Il verdetto viene criticato da uno dei costituzionalisti che hanno rappresentato la Procura di Palermo davanti alla Consulta. Per Giovanni Serges è stata scritta una pagina “non esaltante” nella storia della giustizia costituzionale. La sentenza della Consulta “vorrebbe essere una grande lezione di diritto costituzionale, ma si rivela, nel suo complesso, frutto di un argomentare forzato e largamente contraddittorio” dice all’Adnkronos. La sentenza “non mi sembra particolarmente soddisfacente. Anzi – sottolinea che è professore ordinario di Istituzioni di Diritto Pubblico all’Università ‘Roma Tre’ – essa rappresenta forse, per l’evidente imbarazzo in cui si è imbattuta la Corte, uno dei momenti meno esaltanti nella storia della giustizia costituzionale”. Al contrario, rileva, “gli argomenti che erano stati posti a sostegno della posizione del pubblico ministero erano argomenti tutti fondati su di una applicazione rigorosa della Costituzione e su di un’attenta ricostruzione della posizione del Presidente della Repubblica nel nostro ordinamento” . Una sentenza che non avrebbe neanche dovuto pronunciarsi nel merito perché, come sostennero gli avvocati difensori dei pm di Palermo, il ricorso presentava più di un profilo di evidente inammissibilità. Anzi, le motivazioni che respingono la richiesta di inammissibilità del ricorso del Quirinale avanzata dai pm sono forse “le meno convincenti di tutte”. In realtà, spiega Serges, “la Corte forza il ragionamento e, per superare l’eccezione di inammissibilità, giustifica, ad esempio, la modificazione della domanda originariamente contenuta nel ricorso dell’Avvocatura (con la quale si richiedeva che fosse lo stesso pm e non il giudice a distruggere le intercettazioni) così contraddicendo un principio processuale di carattere generale riconosciuto in precedenti decisioni”.
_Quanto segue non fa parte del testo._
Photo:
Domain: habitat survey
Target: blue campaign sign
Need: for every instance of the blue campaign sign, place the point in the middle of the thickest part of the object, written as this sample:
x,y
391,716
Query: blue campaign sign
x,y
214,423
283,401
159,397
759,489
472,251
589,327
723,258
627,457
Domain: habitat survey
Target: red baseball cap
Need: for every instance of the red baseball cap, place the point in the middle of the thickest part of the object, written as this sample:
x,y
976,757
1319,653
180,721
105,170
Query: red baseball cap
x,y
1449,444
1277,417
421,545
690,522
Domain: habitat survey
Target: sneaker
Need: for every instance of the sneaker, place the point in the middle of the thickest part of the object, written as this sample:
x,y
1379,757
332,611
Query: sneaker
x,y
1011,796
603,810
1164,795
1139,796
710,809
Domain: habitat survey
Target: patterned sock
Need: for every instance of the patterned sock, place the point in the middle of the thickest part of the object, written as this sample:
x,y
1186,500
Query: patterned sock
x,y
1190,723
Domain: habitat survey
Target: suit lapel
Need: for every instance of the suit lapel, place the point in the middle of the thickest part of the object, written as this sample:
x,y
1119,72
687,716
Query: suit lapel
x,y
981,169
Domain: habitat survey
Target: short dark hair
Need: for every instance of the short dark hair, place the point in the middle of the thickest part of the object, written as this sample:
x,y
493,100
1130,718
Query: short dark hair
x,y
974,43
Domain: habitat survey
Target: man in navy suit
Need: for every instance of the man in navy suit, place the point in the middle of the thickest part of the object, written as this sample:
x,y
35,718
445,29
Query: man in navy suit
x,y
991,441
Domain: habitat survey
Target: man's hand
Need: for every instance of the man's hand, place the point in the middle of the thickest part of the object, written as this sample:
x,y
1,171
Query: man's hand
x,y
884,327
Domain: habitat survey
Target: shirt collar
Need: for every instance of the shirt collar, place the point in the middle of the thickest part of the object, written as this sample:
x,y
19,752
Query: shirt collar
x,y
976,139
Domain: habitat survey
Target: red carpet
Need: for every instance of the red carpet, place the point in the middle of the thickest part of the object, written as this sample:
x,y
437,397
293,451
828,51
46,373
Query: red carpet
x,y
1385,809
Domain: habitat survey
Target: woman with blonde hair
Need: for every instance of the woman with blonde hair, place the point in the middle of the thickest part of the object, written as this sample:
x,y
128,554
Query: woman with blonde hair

Nelle motivazioni, rileva poi il professore, entrando nel merito della questione, la Consulta “individua tra le prerogative del presidente quella dell’assoluta riservatezza di tutte le sue conversazioni, senza distinzioni tra quelle funzionali e quelle personali. E, soprattutto, non distingue neppure tra intercettazioni dirette, indirette e casuali. E’ uno degli aspetti più criticabili della sentenza visto che la vicenda parte dalla intercettazione casuale del Capo dello Stato”, come, tra l’altro, la Corte stessa riconosce. Motivando la sentenza in questo modo la Corte, osserva Serges, “aggiunge un’ulteriore prerogativa costituzionale al Presidente rispetto a quelle che sono già esplicitamente disciplinate. E la stessa Corte aveva in precedenza affermato che le prerogative previste dalla Costituzione non potessero mai interpretarsi in maniera estensiva. Per superare questo ostacolo, che pure discende dalla sua giurisprudenza, la Corte afferma che questa ulteriore prerogativa sarebbe implicita, e si desumerebbe sulla base di una ‘presunzione logica‘ ricavabile dal ruolo che la Costituzione assegna al Presidente e, soprattutto, dai suoi poteri informali, cioè da poteri non espressamente previsti in Costituzione ma affermatisi in via di prassi. Ma le prerogative, essendo strumenti posti a garanzia della funzione e che derogano al generale principio di uguaglianza, sono istituti che devono essere espressamente contemplati dalla Costituzione”. La stessa Corte, sottolinea, “riconosce che, quando pure si tratti di garanzie implicite desumibili però da una precisa norma costituzionale (quale è quella richiamata nella stessa sentenza della inviolabilità della sede del Parlamento, che discende dall’art 64 Cost.), la prerogativa è disciplinata dalla legge o dai regolamenti degli organi costituzionali. Non è invece individuabile sulla base di mere presunzioni logiche. Nel caso di specie, peraltro, a me pare che si tratti non già di una prerogativa ‘implicita’, bensì di una prerogativa ‘nuova’“.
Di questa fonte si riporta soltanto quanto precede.